Under the Hood: Models, Datasets, & Benchmarks
The innovations above are driven by or contribute to a rich ecosystem of tools and resources:
- R3D3 Dataset & R3D2 Diffusion Model: Developed by Zenseact, Linköping University, Chalmers University, and UC Berkeley for realistic 3D asset insertion in autonomous driving simulations, allowing text-to-3D and cross-dataset asset transfer. Code: https://github.com/wljungbergh/r3d2
- Immersion v1.0 Dataset: From Ke Holdings Inc., an ultra-dense indoor dataset with 30K+ multi-sensor frames per scene, pushing evaluation towards absolute physical fidelity. Used to train YOGO. Code: https://jjrcn.github.io/yogo-project-home/
- DF3DV-1K Dataset: A large-scale real-world dataset (1,048 scenes, ~90K images) with paired clean/cluttered views for distractor-free novel view synthesis, introduced by University of Technology Sydney and collaborators. URL: https://arxiv.org/pdf/2604.13416
- ArtifactWorld Training Dataset & Benchmark: Ke Holdings Inc. built a 107.5K paired video dataset and 1,284 manually audited test clips to restore 3DGS artifacts under sparse-view constraints. Code and dataset will be public.

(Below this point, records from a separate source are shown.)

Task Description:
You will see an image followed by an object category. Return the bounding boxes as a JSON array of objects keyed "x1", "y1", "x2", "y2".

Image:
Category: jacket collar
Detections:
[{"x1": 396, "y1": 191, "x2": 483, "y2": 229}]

- BALTIC Benchmark: Heriot-Watt University et al. provides 13 datasets for 3D reconstruction across air/underwater domains under varying lighting. URL: https://arxiv.org/pdf/2604.19133
- E3VS-Bench: The University of Tokyo and partners created a benchmark with 99 3DGS scenes and 2,014 question-driven episodes for embodied 3D visual search. Source code and scripts are supplementary materials.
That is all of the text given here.